The numerical value of calculation 3 was very low which means that the PCR is not effective at diagnosing or predicting the development of the disease. The same can be said about calculation 4 even though the value was slightly higher. The numerical value was not high enough for it to be claimed that the PCR reaction was effective at diagnosing the disease.||
The TinkerCAD tool functions similarly to Solidworks but instead utilizes a community based database for shapes to help complete designs. The tool was utilized to manipulate the size and holes present with the PCR machine.
|TINKERCAD 1||TINKERCAD 2||
|This design is an improvement of the original PCR design because it is larger in volume. Therefore, it can accommodate larger numbers of samples at one time. It also has a larger area to store samples which also aids in its ability to test more efficiently. It is also equipped with a button that allows for real time manipulation of the PCR process. This button is especially useful if experimenters feel as though there is a deficiency in the machine itself.||
Feature 2: Consumables Kit
There were no significant issues that arose based on the packaging that was utilized in this experiment. Therefore, the liquid reagents and small plastics will be packaged in the same way that they were packaged in this study. The only difference will be the plate on which the vials are stored will be wider. This is due to the change in the PCR machine design that allows it to react more reagents at once. This is not necessarily a weakness in the current kit but instead a change that is analogous to the changes that were made when the PCR machine was improved.

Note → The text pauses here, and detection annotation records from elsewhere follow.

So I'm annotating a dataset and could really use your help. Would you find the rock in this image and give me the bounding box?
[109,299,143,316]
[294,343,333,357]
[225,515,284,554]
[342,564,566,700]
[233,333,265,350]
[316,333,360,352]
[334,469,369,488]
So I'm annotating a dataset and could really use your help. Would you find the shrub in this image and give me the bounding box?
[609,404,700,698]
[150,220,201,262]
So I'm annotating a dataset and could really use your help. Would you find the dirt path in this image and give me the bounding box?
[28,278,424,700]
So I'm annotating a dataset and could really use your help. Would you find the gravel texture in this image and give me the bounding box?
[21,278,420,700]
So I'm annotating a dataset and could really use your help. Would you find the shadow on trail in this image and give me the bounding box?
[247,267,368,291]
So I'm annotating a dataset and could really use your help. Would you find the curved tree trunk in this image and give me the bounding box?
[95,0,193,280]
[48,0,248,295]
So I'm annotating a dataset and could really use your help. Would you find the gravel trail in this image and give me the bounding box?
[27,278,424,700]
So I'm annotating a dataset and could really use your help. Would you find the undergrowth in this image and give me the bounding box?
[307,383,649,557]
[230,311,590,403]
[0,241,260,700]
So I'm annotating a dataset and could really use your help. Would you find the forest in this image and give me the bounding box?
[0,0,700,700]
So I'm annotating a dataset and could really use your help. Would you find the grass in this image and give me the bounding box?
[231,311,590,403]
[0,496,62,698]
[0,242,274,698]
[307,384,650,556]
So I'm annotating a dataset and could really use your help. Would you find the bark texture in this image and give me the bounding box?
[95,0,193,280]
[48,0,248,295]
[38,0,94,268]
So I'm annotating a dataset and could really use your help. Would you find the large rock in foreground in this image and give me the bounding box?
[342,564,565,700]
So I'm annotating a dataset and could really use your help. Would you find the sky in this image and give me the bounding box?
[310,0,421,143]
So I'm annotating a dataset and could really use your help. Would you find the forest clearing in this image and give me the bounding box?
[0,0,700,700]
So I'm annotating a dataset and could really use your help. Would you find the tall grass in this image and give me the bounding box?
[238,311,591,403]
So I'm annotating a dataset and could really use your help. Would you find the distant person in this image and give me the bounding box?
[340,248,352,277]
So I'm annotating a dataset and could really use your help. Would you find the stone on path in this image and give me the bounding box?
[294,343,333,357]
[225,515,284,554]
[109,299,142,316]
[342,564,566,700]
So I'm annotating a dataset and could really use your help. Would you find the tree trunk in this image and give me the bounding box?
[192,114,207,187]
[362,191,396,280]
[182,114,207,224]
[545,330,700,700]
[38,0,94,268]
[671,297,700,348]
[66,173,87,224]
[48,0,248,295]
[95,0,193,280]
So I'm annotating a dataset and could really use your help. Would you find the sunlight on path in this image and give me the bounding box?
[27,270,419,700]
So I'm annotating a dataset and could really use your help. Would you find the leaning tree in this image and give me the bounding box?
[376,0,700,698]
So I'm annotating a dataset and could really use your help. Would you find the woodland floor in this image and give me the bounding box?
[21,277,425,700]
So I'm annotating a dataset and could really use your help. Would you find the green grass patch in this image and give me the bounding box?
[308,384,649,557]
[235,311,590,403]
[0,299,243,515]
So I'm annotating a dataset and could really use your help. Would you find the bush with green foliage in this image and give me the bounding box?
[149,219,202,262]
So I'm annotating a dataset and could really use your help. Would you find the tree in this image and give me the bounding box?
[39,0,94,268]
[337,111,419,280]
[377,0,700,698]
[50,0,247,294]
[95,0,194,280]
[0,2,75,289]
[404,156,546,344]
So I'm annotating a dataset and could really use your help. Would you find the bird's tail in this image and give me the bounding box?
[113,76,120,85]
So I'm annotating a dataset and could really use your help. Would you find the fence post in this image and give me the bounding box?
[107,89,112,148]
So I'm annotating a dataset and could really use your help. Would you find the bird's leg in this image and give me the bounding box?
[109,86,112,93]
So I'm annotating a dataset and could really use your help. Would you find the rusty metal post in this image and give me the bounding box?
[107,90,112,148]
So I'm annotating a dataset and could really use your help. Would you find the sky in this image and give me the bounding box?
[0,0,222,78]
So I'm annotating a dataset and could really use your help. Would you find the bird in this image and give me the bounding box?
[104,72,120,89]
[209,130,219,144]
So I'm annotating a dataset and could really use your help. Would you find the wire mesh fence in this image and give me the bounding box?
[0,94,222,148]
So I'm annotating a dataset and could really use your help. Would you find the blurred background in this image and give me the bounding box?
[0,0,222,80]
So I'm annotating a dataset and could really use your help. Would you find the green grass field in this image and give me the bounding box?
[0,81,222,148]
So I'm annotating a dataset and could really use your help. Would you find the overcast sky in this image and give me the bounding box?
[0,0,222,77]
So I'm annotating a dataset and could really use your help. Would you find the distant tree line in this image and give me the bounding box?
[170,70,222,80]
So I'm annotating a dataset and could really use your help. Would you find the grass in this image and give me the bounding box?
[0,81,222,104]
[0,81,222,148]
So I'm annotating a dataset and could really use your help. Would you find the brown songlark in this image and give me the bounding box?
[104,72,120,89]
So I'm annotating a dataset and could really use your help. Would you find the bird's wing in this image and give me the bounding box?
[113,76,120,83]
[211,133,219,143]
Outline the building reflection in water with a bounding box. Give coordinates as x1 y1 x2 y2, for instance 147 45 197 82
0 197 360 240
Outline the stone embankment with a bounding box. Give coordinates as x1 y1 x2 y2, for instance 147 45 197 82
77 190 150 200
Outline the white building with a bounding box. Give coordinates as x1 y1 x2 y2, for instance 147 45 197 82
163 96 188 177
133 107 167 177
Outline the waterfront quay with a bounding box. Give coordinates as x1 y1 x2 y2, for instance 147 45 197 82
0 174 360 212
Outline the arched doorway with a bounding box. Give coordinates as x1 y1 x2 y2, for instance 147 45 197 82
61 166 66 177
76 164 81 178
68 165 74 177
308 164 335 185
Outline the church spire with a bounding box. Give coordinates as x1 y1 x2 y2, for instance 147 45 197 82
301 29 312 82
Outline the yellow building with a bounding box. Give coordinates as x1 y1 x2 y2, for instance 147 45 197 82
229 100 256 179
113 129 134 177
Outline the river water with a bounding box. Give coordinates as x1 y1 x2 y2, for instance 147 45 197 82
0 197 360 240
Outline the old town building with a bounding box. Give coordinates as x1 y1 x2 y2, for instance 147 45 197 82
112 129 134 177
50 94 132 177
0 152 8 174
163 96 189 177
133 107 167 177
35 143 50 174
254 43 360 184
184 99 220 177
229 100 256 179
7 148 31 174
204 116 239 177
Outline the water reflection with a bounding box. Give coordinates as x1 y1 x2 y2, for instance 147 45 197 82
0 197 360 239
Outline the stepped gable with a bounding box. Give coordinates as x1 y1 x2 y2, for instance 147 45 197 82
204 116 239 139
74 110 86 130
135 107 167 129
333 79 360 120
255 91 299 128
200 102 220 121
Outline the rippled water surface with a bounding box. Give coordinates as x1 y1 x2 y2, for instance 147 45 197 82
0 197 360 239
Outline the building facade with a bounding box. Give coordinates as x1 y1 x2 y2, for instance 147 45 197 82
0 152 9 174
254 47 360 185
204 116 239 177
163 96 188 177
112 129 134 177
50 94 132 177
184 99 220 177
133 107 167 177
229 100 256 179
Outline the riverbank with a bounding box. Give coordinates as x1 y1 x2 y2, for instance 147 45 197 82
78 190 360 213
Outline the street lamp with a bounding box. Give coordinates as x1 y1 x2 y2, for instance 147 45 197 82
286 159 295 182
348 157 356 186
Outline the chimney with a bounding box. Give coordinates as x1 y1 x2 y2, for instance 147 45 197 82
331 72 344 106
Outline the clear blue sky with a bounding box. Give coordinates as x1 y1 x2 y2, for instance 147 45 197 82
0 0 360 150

Feature 3: Hardware - PCR Machine & Fluorimeter
The PCR, as pictured, will operate the same within the experimental system but will be able to hold more samples and offer better user control. The fluorimeter will be unchanged, except, the button that operates the PCR machine can be detached and used on the fluorimeter. The button would be connected directly to the camera, allowing pictures to be taken without allowing light into the apparatus. This would improve the design by giving better images of the PCR results. Furthermore, the efficiency of the PCR machine would compensate for human error by increasing the window of redoing trials.